I clicked back over to Google+ to figure out a way to restore them and, of course, it wasn't readily apparent so I clicked to another tab to Google it.  And *phew* found out they weren't completely gone yet and was able to restore them.  Apparently Google+ knows that people are stupid and need an undo key.

But it would be even better if Google gave you a heads up before you clicked delete.  You know, something along the lines of "Hey! Are you SURE you want to do that?! Because if you do, all the pictures on your blog will go bye-bye!"

So here is the moral of this story - don't delete anything ever from your Google+ account.  And it's a good thing I forgot I even had that account before now, otherwise I might have deleted it...and who knows what would have happened then!

October 12, 2013

Doctor Sleep...and other stuff

Where have I been? I know, I know...I've been busy - well, not really but what other excuse do I have?

At any rate, last weekend I treated myself....

I can never say no to Stephen...unless it's short stories.  I can't stand short stories - even Stephen's - simply because I feel like I'm being cheated out of a whole story.  Yes, I have issues.  I admit that; now let's move on.

I actually bought the book on Saturday, the 5th, but due to circumstances beyond my control (i.e., celebrating Man-Child's birthday - dear God, in heaven, he's NINETEEN!), I didn't get to start reading it until Sunday; after driving him back up the mountain to school - and between the exhaustion of celebrating and the exhaustion of driving, I didn't REALLY get into the book until Monday and then I was hooked.  By Tuesday, it was clear that despite the fact I had over a hundred pages to go and it was past my bedtime, I HAD to finish the book.  Needless to say, on Wednesday, I was worthless due to sleep deprivation - BUT IT WAS WORTH IT!

The only reason I was able to jump right into this book without having to re-reading The Shining was because over the summer it became apparent that Man-Child had never seen (or read) it.  That was remedied fairly quickly.  As a side note, I do NOT remember the mother being so irritating the first time I saw the movie.  This time?  She irritated the hell out of me.

Because we watched the movie though, I was up on all the characters and I didn't have to stop to think, "WHO was Dick Halloran again?"

From the jacket; "On highways across America, a tribe of people called the True Knot travel in search of sustenance.  They look harmless-mostly old, lots of polyester, and married to their RVs.  But as Dan Torrence knows, and spunky twelve-year-old-Abra Stone learns, the True Knot are quasi-immortal, living off the steam that children with the shining produce when they are slowly tortured to death."

Now, if that tiny blurb - in addition to my exclamations of YOU MUST READ THIS NOW - doesn't send you running off to buy, beg, borrow or steal (please don't steal; that's wrong) this book, then nothing will.

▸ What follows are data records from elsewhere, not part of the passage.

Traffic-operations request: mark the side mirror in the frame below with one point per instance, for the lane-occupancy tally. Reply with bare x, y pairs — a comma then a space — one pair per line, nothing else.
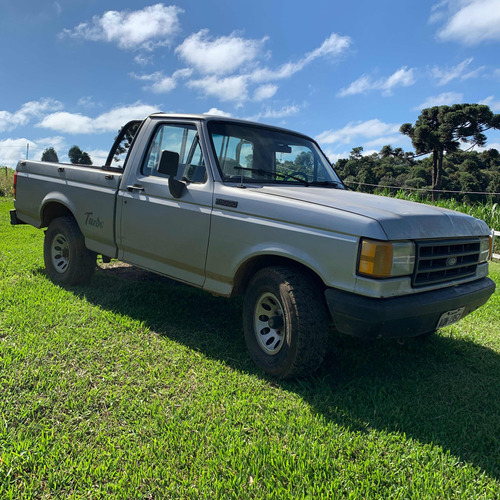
169, 164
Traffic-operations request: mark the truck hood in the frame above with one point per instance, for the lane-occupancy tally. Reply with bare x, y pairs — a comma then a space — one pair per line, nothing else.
400, 219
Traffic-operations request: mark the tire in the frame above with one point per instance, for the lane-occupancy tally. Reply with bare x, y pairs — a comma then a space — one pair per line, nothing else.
67, 260
292, 341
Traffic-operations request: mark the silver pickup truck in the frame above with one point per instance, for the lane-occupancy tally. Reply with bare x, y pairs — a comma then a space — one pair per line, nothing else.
236, 207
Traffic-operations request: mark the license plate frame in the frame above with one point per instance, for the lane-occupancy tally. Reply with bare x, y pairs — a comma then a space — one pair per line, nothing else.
450, 317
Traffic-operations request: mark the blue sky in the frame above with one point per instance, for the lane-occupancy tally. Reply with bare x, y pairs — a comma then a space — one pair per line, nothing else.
347, 73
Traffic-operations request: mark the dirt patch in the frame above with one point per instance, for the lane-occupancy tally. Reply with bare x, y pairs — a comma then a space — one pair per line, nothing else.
128, 272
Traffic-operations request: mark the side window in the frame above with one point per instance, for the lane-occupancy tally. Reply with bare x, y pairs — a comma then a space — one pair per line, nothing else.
233, 153
181, 139
298, 161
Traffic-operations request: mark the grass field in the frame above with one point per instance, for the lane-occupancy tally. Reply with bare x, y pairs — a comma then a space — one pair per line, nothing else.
137, 387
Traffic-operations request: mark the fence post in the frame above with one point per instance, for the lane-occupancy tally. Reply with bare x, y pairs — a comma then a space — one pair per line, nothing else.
494, 256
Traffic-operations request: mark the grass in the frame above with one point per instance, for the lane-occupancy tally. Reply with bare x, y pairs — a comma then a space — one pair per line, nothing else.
136, 387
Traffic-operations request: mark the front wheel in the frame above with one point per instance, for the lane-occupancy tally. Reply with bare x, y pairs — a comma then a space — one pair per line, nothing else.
67, 260
285, 322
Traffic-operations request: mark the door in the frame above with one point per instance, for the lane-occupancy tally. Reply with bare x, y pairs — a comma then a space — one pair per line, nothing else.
157, 231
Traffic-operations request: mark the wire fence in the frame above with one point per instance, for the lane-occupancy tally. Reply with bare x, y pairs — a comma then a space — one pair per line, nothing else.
424, 190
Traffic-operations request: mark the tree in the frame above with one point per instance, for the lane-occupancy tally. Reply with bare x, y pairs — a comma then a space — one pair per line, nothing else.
50, 154
77, 156
442, 129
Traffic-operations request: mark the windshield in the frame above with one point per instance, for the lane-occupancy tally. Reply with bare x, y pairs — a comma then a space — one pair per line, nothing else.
247, 153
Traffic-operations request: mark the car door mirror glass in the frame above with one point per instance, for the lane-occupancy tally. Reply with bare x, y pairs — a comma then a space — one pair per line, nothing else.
169, 164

In other news, the house has been inspected and we received the report yesterday.  And by all accounts, I can say without a shadow of a doubt the "inspector" in question is an idiot. 

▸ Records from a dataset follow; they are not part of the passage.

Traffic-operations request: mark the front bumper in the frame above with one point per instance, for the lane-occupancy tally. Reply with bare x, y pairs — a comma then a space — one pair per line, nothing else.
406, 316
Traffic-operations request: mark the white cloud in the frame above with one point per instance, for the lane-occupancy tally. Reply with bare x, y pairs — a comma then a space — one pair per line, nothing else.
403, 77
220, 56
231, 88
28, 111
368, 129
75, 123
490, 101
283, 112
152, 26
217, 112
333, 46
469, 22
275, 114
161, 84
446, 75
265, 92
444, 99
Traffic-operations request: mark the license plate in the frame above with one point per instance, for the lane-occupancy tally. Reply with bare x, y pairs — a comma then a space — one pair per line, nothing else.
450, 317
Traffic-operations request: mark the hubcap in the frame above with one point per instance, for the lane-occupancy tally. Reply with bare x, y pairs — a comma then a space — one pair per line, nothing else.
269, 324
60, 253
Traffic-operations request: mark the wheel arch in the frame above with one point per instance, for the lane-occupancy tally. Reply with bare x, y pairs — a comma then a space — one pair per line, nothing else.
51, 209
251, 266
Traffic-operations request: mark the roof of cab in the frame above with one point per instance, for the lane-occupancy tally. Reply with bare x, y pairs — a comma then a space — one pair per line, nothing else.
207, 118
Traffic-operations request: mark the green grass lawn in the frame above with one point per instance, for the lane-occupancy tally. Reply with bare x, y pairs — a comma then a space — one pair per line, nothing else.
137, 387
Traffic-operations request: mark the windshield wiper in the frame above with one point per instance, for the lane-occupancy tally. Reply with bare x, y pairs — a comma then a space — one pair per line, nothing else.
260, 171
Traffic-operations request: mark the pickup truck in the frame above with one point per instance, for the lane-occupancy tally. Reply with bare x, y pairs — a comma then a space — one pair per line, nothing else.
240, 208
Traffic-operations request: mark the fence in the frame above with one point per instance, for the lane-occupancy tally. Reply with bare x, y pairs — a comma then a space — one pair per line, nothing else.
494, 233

In addition to other cosmetic, nonsensical stuff he determined that the pilot light was out on our fireplace.  Our WOOD BURNING fireplace.  The one that is filled with soot and stray ashes from previous, actual fires instead of gas logs; that produce no soot or ash.

So once, we address the fact that the inspector is a moron we will see if the buyer is willing to take it mainly as-is if we throw a small amount of cash in at closing (mainly because we don't have the time between now and the closing date to fix everything).  So, I figure by Monday we will know for sure, for sure, if the deal is done.  And then I can really start panicking, as opposed to only dreaming up scenarios that have me living in a van; down by the river.